Once you’ve figured out those options, it’s time to consider the unit design.
Lanterns provide a central lighting source, shedding light beams in a 360-degree pattern, allowing more people to use it, in limited ways. Inflatable lanterns are a lightweight option for backpackers who are more interested in subdued lighting. Neither type of lantern offers any sort of direct, focused lighting so neither is very good for detailed tasks.
In recent years, manufacturers have shaved weight and upgraded the design quotients of the basic lantern. Look for a small LED lantern (for longer battery life), tripod legs (to accommodate uneven ground), large button switches to make nighttime use easier, and a hanging system (preferably a hook) for use inside your tent or in a tree. All the better for extended backcountry use if it’s also foldable and durable. You’ll be hard-pressed, though, to find one weighing less than 7 ounces.
Weighing about the same as a lantern or torch, these are strung through the interior of your tent, like Christmas lights. Much like inflatable lanterns, they’re more about chilling than illuminating a work area. And they absolutely will not help you navigate a guy-wire strewn camp to take a leak in the middle of the night. Keep in mind, as well, that the batteries run out much quicker than most are rated (many say 72 hours, but the ones we tested lasted 25% less than that so it’s a crapshoot). If you don’t mind carrying the extra weight of AAA batteries than go for it.
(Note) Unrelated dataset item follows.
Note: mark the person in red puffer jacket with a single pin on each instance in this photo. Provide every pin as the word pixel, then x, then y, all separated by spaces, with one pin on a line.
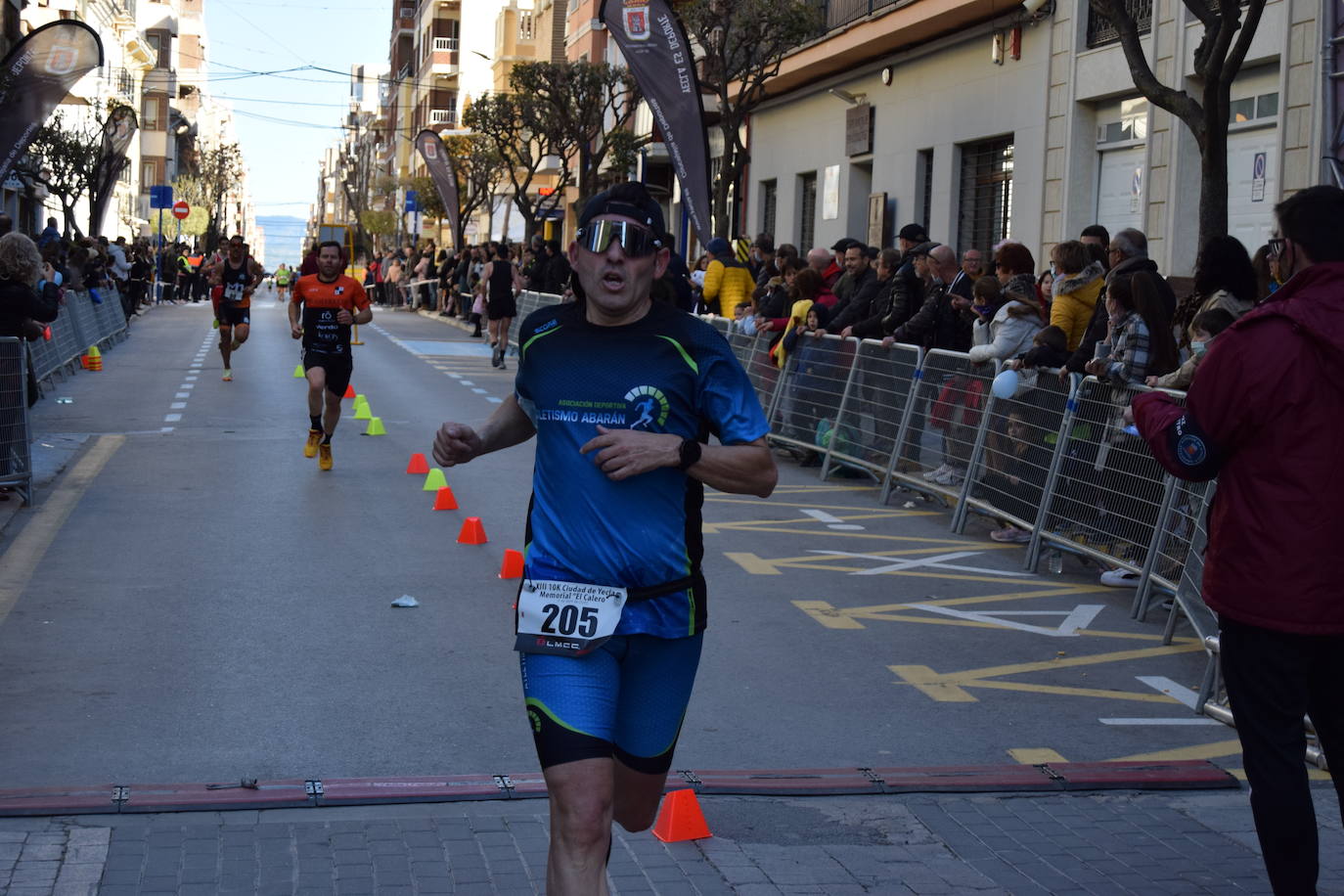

Of all potential camp lighting, the basic torch is perhaps the most durable and the best for signaling (most come with strobe settings). Look for one with an easy push tail cap button rather than one you need to screw the head to turn it on or off (although some people love this feature, many more find it too easy to leave it in the part on position, which slowly drains the battery). You also want one with a hook or lanyard on it so you can hang it over a work area or in your tent.
The most complicated choice of all—simply because there are so many iterations available—is the headlamp. By far, it’s the most versatile and offers the most stable, focused lighting. Prices tend to track inversely with weight. For the most part, the heavier the handlamp, the less you’ll pay. In the end, for many, it comes down to price point. If you’re an ultralight weeklong backpacker, you’ll likely be happy to pay more to carry less weight. For shorter trips, where weight isn’t as crucial, a low-priced headlamp will do just fine.
Some headlamps come with optional beam settings including wide, also called “flood,” for reading, camp tasks or nighttime elimination trips; or spot (also referred to as focused or narrow beam) for long-distance viewing or night time hiking.
Look for one with multiple lumen settings as well as a red light if you plan to camp with a group. Bright white (LED in particular) light makes pupils shrink and will temporarily blind your camp mates (especially on high lumen settings). Red light doesn’t do that, making them a more considerate choice for groups. Everyone can still see what they’re doing but without all the blaring and glaring “light” noise.